Die Lage in Bosnien sorgt für Zündstoff in der Koalition: SPDFraktionsvize Achim Post zeigte sich offen für die Aufnahme von Flüchtlingen: „Was wir derzeit mancherorts auf den griechischen Inseln und in Bosnien-Herzegowina erleben, ist eine humanitäre Notsituation.“Und er fügte hinzu: „Hier ist Hilfe, auch durch die Bereitschaft, Geflüchtete in Not aufzunehmen, ein Gebot der Menschlichkeit.“CDU-Politiker lehnten das ab. „Die gesamte Europäische Union
hat vor allem die Verpflichtung, den Flüchtlingen auf dem Balkan oder auf den griechischen Inseln an Ort und Stelle zu helfen“, sagte Friedrich Merz, Kandidat für den CDU-Vorsitz, der Funke-Mediengruppe. „Diese humanitäre Katastrophe lässt sich allerdings nicht dadurch lösen, dass wir sagen: Kommt alle nach Deutschland. Dieser Weg ist nicht mehr geöffnet.“Unionsfraktionsvize Thorsten Frei lehnte die Aufnahme von Migranten aus Bosnien ab. Davon könne das fatale Signal ausgehen, der Weg nach Deutschland sei frei.

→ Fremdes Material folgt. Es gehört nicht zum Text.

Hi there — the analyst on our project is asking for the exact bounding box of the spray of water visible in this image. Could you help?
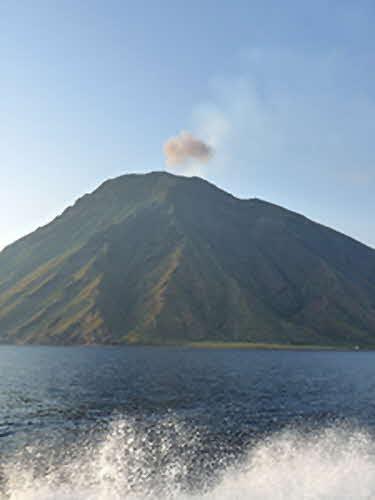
[0,419,375,500]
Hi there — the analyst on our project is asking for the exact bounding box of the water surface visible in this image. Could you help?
[0,347,375,500]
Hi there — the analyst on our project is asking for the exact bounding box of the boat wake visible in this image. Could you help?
[0,418,375,500]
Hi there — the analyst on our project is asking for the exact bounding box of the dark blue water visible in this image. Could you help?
[0,347,375,499]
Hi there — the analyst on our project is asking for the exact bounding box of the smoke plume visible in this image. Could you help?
[163,131,214,167]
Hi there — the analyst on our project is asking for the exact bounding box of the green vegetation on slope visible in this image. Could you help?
[0,173,375,346]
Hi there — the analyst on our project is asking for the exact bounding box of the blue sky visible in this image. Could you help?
[0,0,375,247]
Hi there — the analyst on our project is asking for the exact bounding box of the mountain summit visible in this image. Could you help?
[0,172,375,346]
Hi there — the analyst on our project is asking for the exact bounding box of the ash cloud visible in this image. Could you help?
[163,131,214,167]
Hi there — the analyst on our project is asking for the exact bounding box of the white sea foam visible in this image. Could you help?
[4,419,375,500]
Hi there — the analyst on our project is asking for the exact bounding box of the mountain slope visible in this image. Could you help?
[0,173,375,346]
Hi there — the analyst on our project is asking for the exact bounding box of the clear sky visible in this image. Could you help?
[0,0,375,247]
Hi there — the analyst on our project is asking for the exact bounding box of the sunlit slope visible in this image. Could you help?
[0,173,375,346]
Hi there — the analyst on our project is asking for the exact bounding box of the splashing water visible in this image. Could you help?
[0,419,375,500]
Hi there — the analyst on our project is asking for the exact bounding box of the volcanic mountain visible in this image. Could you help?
[0,172,375,346]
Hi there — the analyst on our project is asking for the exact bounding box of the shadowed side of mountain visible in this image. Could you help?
[0,172,375,346]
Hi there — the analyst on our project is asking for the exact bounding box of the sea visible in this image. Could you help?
[0,346,375,500]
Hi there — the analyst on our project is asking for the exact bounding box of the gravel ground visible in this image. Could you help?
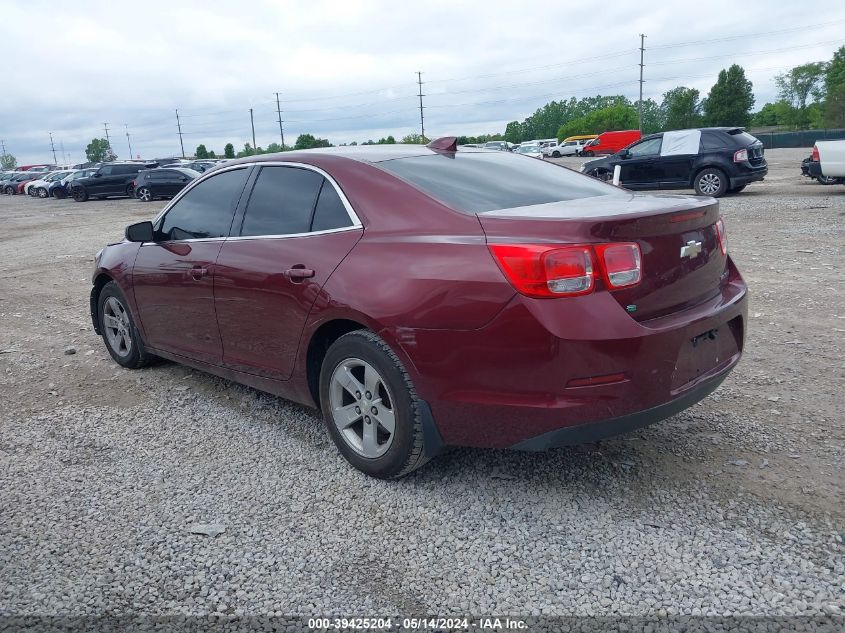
[0,150,845,616]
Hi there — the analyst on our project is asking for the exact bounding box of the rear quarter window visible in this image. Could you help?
[377,152,619,214]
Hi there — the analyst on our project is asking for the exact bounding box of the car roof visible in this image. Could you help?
[225,144,496,167]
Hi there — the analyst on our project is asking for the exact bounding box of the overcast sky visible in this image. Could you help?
[0,0,845,164]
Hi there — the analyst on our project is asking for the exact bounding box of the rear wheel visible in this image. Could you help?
[320,330,428,479]
[693,167,729,198]
[97,281,152,369]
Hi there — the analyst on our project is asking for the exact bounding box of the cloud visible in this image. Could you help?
[0,0,845,162]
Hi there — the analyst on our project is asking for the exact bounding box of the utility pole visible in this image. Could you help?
[637,33,645,134]
[417,71,425,142]
[48,132,59,165]
[176,108,185,158]
[276,92,285,150]
[123,123,132,160]
[249,108,256,150]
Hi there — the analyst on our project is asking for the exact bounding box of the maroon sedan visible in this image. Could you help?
[91,139,747,477]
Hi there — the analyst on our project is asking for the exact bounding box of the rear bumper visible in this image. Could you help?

Die EU stellt Bosnien-Herzegowina weitere 3,5 Millionen Euro zur Verfügung, teilten Außenbeauftragter Josep Borrell und Katastrophenschutzkommissar Janez Lenarcic mit. Die Situation sei inakzeptabel, so Borrell. Er rief die Behörden auf, die Menschen nicht im Kalten und ohne Zugang zu sanitären Anlagen zu lassen.